René-Nicolas-Charles-Augustin de Maupeou est un chancelier de France, né le 25 février 1714, et mort au Thuit, près des Andelys, le 29 juillet 1792. II était l'aîné des trois enfants du magistrat René-Charles de Maupeou (1688-1775) et d'Anne-Victoire de Lamoignon. Conseiller au parlement à dix-neuf ans (11 août 1733), il remplaça, le 12 novembre 1743, son père, dans la charge de président à mortier, dont il avait la survivance depuis six ans. Quelques mois plus tard (22 janvier 1744), il assurait sa fortune en épousant une riche héritière, Anne-Marguerite-Thérèse de Roncherolles, cousine de Mme d'Epinay, l'amie de Grimm

C'était un magistrat instruit, appliqué, fort entendu aux affaires, doué d'une volonté que rien ne faisait plier. Petit, laid, mari désagréable, il ne manquait cependant, dans le monde, ni d'esprit ni de politesse. Il eut avec son père, qui n'agissait jamais sans ses conseils, la plus grande part dans les négociations qui, de 1750 à 1763, eurent lieu à l'occasion des démêlés du parlement avec la cour - affaire de l'hôpital général (1749-1752), des refus de sacrements qui amenèrent la translation du parlement à Pontoise (1753-1757), etc. - et dans lesquelles il sut ménager les deux partis. 

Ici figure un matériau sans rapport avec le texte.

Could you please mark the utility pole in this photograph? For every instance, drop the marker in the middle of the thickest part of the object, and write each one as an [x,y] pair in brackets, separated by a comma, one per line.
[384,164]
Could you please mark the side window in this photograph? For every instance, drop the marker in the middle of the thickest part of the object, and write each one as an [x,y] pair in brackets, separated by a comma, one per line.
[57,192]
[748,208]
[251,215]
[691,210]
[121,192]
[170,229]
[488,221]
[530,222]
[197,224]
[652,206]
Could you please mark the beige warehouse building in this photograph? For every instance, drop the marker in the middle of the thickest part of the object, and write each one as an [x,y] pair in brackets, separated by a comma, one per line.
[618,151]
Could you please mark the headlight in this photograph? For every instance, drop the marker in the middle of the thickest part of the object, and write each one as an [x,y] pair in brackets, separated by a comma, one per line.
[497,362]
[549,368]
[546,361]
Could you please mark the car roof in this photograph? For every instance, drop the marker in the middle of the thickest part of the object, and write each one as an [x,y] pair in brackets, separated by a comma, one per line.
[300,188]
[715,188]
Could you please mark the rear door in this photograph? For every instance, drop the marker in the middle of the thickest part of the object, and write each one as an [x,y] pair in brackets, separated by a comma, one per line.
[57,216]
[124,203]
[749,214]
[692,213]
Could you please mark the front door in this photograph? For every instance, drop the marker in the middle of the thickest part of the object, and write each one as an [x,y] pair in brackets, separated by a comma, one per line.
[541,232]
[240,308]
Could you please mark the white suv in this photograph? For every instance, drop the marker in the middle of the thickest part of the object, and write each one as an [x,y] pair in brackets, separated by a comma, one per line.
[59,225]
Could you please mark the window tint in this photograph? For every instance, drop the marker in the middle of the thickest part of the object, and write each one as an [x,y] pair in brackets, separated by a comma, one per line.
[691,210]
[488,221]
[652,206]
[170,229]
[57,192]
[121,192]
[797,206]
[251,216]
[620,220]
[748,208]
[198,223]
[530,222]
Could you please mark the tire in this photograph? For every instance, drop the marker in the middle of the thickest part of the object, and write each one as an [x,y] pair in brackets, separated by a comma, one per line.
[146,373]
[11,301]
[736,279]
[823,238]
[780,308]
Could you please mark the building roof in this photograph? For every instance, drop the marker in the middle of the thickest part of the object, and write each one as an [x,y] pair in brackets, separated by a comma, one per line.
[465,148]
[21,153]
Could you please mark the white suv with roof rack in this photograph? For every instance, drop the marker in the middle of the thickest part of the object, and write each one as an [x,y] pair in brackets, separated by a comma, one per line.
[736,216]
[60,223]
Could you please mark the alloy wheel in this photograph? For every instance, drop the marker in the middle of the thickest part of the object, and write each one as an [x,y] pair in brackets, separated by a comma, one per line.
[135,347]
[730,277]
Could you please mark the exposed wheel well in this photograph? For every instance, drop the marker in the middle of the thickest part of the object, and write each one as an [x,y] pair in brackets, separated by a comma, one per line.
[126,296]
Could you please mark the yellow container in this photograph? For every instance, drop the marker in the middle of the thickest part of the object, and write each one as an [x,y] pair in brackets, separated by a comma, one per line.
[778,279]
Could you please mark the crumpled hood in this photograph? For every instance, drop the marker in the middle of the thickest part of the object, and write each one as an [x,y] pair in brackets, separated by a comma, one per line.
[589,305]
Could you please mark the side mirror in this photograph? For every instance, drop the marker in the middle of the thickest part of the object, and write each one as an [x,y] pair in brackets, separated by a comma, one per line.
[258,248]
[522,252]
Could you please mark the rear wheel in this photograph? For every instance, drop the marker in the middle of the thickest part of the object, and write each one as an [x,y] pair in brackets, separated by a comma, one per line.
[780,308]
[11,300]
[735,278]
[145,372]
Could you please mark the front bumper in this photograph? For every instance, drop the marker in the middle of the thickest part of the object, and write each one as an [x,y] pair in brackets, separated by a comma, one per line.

La disgrâce momentanée de son père, en septembre 1757, ne l'atteignit pas, et lorsque celui-ci eut été nommé, en 1763, garde des sceaux, il fut lui-même appelé à la première présidence, en remplacement de Molé (12 octobre 1763). C'était le présage d'une fortune plus haute encore; le roi avait jeté sur lui les yeux pour accomplir les changements qu'il méditait dans l'institution des parlements. Le 16 septembre 1768, il était nommé chancelier de France à la place de son père qui n'avait occupé qu'un jour ces fonctions, et pour frayer la route à son fils. 

Les cinq années pendant lesquelles il siégea comme premier président furent marquées par la condamnation de Lally, la révision du procès Calas, l'affaire des jésuites, et la fameuse séance royale, dite de la flagellation, où fut proscrite toute confédération entre les divers parlements (3 mars 1766). Devenu chancelier, il persuada le roi de présider lui-même son parlement dans l'affaire du duc d'Aiguillon et de La Chalotais, politique qui aboutit au lit de justice (3 septembre 1770) dans lequel Louis XV se fit remettre toute la procédure avec défense de la reprendre. Ce n'était que le début de mesures plus graves. 

Le 27 novembre parut l'édit de règlement et de discipline, par lequel étaient défendues l'union des parlements entre eux, la cessation de service, les démissions combinées, les délibérations de chambres, à moins qu'elles n'aient été autorisées par les présidents, et enfin les remontrances postérieures à l'enregistrement. Le parlement, dès le lendemain de sa rentrée (4 décembre), avant refusé d'enregistrer cet édit, la réponse ne se fit pas attendre :

 « C'est demain, disait Maupeou, que j'ouvre la tranchée devant le parlement. »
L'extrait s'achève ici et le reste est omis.